Metro Connection: Metro As Metaphor For Life
Before I start, let me say that I personally have nothing against our Metro system. Of course, you have the usual elevator outages – or “outrages” as I call them – but as far as train systems go, I like it. In the time I’ve been riding the trains, I have yet to get a lung-filling whiff of pungent urine. And I rarely come face to face with badly misspelled graffiti, like say in New York City. You even get the odd funny moments, like the Asian guy singing Negro spirituals on the Red line to Shady Grove. Or the train operators copping a serious ‘tude because they’ve been forced to say “Next stop. Ronald Reagan Washington National Airport.” Thank you, former Georgia Congressman Bob Barr.
No, the only thing wrong with Metro is some of the folks who ride Metro. Like David Cop-A-Feel, the pervy Hill staffer in his Zegna suit who thinks it’s cool to rub up against me when the train’s full. Or that citizen who, when the train car is busting at the seams, insists that his feet or his bags need their own seat.
By far, though, my major pet peeve is the Attack of the Cellular Phones. Technology and good manners are society’s latest oil and water. In some Pavlovian way, folks are so excited to get a call that they forget where they are. I was sitting next to this brothah when his phone rang. (Affecting urban voice) “Yo, yo dog, what up? No, man I’m going through a tunnel. Holler back, yo!” And of course, we passive aggressive riders try to hip him to our disgust by sighing him to death. (Hard sigh. Hard sigh.) Naturally, he doesn’t get the hint. He’s probably thinking even now that cell phones make people hyperventilate.
If it’s not the earsplitting conversation, it’s the cell phone ringers on stun. Where are people downloading their ringers from: the CIA Handbook? Some of those could be used as forms of torture. Heck, after two rings, I’m ready to spill where my grandmother keeps the Coakley family jewels.

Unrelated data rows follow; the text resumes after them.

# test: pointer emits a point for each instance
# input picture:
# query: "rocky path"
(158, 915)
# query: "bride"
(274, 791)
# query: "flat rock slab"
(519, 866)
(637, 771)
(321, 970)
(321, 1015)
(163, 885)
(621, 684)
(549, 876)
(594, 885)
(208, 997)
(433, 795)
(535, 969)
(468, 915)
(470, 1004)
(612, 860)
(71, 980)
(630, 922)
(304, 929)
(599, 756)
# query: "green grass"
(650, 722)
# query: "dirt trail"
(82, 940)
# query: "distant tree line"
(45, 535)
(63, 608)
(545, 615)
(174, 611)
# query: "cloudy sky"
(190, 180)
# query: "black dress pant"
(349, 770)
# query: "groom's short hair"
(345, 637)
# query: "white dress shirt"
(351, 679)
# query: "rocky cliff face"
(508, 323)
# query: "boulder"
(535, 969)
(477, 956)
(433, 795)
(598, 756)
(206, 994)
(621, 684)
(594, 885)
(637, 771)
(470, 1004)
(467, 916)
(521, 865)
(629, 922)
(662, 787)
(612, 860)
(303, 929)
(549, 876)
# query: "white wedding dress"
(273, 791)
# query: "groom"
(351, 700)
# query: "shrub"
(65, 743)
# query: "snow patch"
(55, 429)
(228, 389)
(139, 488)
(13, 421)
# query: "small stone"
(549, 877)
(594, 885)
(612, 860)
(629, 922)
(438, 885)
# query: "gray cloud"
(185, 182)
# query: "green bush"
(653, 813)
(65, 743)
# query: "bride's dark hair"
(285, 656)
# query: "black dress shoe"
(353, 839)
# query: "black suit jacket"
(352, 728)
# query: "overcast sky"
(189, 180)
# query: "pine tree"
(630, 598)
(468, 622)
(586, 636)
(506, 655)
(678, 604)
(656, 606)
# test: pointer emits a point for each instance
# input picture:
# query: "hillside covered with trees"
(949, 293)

I tend to look at Metro as a metaphor for life. We’re all trying to get somewhere – work, or the Smithsonian, or a Wizards game... to a promotion… education… escapism… influencing each other as we ride together to a better life. Quoting Rodney King, or the Reverend Rodney King Junior, as Tony Soprano recently called him, “Can’t we all just get along?” Or is Big Brother going to have to add “No cellular phones” to the “No Eating, No Drinking, and No Loud Radios”? Do we not know yet that with every right comes a corresponding list of responsibilities? Or is the new slogan for both Metro and for Life, “Hooray for me, and to hell with the world?” Just snacks for thought.

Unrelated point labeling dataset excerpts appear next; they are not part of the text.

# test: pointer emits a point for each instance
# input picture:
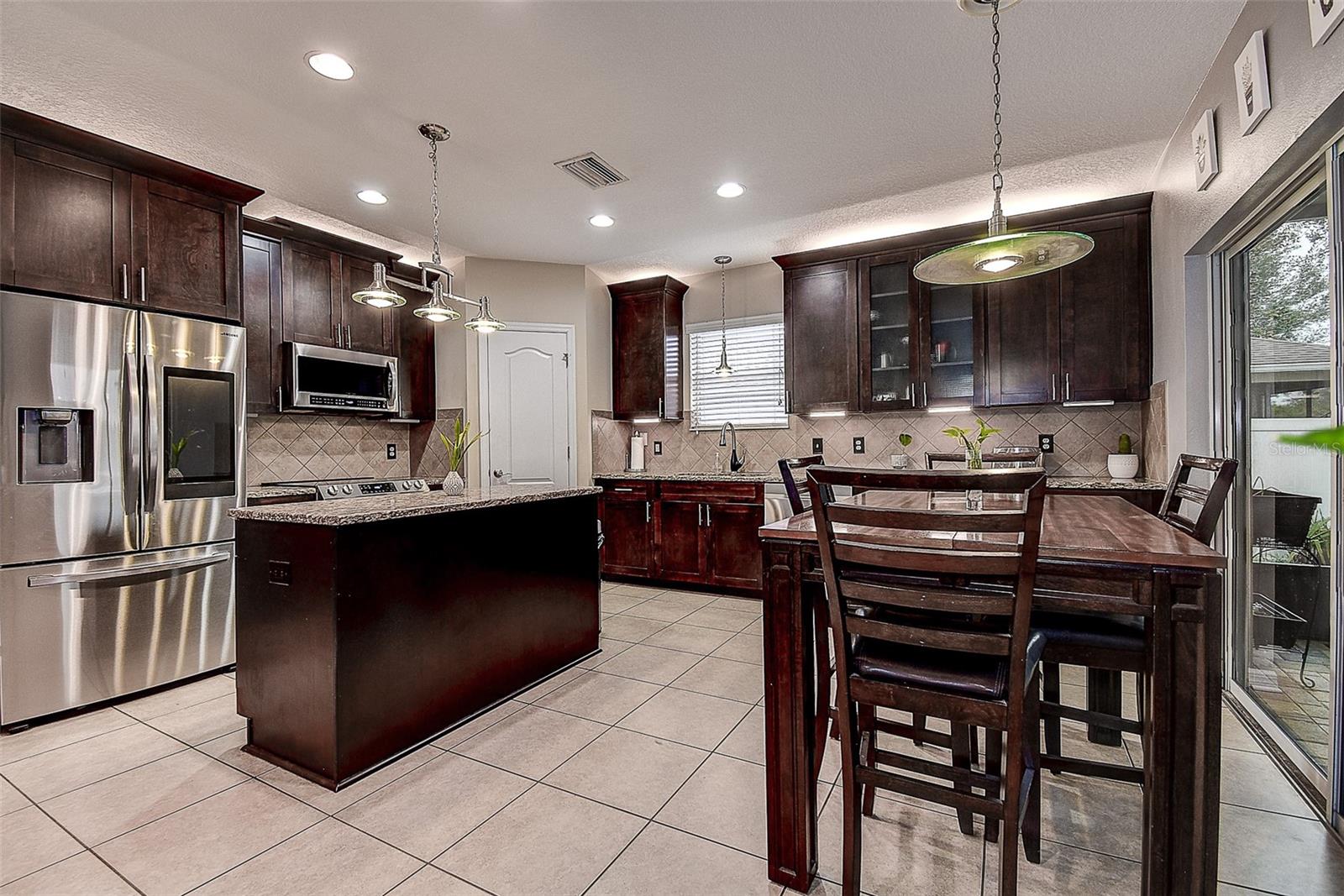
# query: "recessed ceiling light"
(328, 65)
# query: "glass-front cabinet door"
(889, 336)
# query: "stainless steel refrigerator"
(121, 452)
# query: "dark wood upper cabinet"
(262, 318)
(647, 348)
(1021, 342)
(186, 250)
(91, 217)
(820, 338)
(367, 329)
(311, 293)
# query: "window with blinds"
(753, 396)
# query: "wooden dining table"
(1099, 553)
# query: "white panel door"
(528, 412)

Just don't eat 'em on the Metro...
2 comments:
Hilarious! I just returned to work full time after having twins, had to adjust to joining the masses again myself. Prior to the twins I had the big corporate firm job, therefore driving to work in the luxury class car was a must. Now I'm slummin and riding the metro is the most affordable option. Except for all of the scenarios you already stated, the obnoxious crowd attending baseball games, the college kids who can't seem to control the volume on their voice box. And, just to point out that we are no longer behind NY on the pervert scene, my girlfriend got her very own up close and personal view of the homeless handjob on the blue line!!
O.M.G.!!!!! Maybe that's why the Blue Line's so growded -- the entertainment value of sex acts! Yeah, Metro is crazy these days! I thought Dan Tangherlini was in there to fix things (not that actors and musicians at the stations were going to help me on the overcrowded 4-car Blue Line train after work). But then he leaves to go work for Adrian Fenty. Go figgah!